すっかり感激したマフムートは、謎のプレゼントの贈り主を、あらゆる手段を使って探し出した。それが、屋敷でも、王立学園でも居場所のない、哀れな公爵令嬢だと知り、一方的に恋心を募らせたというわけだ。
馬鹿じゃないのか。
メディナ帝国の皇室では、そもそも『結婚』の慣習がない。帝国の後宮にいる何百人もの女たちは、あくまで『妾』であり、『妃』はいない。権威を振りかざせるのは、皇帝やその正式な世継ぎを生んだ『母后』だけだ。
マフムートは、慣習を破って、ジルを正妃に迎えると伝えてきた。そんなことをしたら、ジルは確実に、『皇太子殿下をたぶらかし、まんまと正妃におさまった異国のしたたかな女』とされ、帝国の守旧派の貴族や官僚の、目の敵にされてしまうだろう。

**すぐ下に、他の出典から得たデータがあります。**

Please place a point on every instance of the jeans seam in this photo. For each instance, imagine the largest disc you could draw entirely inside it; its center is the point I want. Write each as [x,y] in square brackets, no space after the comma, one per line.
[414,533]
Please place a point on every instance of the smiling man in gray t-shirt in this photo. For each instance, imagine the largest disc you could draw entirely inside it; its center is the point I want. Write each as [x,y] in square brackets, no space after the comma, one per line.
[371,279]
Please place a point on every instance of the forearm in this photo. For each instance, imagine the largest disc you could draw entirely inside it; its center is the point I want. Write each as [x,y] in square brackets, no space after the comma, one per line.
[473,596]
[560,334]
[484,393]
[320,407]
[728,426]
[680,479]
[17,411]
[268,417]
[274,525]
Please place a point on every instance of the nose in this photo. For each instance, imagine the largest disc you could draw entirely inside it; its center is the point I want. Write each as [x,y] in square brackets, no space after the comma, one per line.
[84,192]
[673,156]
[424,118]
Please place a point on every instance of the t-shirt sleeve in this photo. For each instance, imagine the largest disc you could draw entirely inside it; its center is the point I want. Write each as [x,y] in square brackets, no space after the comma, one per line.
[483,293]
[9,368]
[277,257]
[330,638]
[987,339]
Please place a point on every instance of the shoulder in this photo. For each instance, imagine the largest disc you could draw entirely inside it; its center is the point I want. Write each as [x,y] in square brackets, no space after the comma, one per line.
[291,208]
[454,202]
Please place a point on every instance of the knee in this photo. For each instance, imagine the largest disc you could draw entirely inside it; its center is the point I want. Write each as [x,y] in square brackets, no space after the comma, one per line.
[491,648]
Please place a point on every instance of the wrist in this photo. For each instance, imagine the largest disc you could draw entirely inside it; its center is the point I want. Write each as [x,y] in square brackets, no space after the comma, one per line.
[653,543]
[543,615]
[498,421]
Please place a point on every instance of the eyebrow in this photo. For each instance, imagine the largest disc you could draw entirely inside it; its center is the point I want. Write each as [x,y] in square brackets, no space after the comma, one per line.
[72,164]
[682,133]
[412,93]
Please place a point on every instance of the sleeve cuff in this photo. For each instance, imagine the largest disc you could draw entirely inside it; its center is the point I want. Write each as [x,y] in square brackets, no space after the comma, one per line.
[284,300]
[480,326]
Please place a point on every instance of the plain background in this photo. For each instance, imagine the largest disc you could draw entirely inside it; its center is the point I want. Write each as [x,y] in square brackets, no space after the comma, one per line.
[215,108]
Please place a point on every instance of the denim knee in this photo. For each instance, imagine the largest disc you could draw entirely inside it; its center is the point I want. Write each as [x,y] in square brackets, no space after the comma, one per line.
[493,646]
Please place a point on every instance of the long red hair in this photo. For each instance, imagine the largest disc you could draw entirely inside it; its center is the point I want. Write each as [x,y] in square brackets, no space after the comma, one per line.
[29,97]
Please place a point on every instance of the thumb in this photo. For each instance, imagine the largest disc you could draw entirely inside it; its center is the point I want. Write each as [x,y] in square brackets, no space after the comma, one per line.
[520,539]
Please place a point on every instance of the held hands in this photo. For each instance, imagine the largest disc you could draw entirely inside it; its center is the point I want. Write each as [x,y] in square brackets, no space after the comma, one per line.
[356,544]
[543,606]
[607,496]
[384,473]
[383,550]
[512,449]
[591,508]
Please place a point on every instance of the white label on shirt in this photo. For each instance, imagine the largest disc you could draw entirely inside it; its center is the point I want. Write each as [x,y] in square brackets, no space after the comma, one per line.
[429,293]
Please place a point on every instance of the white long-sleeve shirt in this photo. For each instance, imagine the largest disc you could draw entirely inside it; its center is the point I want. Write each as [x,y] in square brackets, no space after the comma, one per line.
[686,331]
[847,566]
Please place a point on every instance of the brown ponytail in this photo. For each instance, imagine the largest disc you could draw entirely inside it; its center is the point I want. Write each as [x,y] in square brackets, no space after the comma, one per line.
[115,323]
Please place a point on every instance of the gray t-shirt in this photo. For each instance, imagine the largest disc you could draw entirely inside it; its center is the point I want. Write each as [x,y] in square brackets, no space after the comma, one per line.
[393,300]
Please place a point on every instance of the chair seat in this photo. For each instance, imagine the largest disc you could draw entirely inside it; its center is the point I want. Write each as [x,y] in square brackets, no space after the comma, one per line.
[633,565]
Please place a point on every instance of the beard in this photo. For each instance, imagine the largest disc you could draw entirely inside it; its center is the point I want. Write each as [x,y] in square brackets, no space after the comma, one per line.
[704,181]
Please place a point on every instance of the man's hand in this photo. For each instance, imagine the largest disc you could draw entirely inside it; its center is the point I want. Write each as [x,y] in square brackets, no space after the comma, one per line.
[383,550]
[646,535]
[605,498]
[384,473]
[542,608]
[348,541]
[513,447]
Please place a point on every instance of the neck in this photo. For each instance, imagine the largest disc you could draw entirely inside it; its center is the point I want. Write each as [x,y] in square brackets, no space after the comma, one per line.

第一、異母妹や継母、実父にいびられても、黙って耐えているしかない、人ばっかり良い公爵令嬢が、異国の後宮で生き残れるわけがない。
だが、マフムートは広大な領地を持つ帝国の皇太子。王太子の婚約者だからという理由は立派な理由だが、それだけで申し出を断ったら、国際問題の火種になってしまう。
これが俺がジルを『殺した』理由その一。さすがに死んだ女を妃によこせとは言わなくなるからな。マフムートは相当俺を憎むだろうが、『王都を追放された、気狂いの廃太子』など、復讐するだけ無駄だと悟るだろう。
マフムートのことを、ジルは「大切な友人」としか思っていません。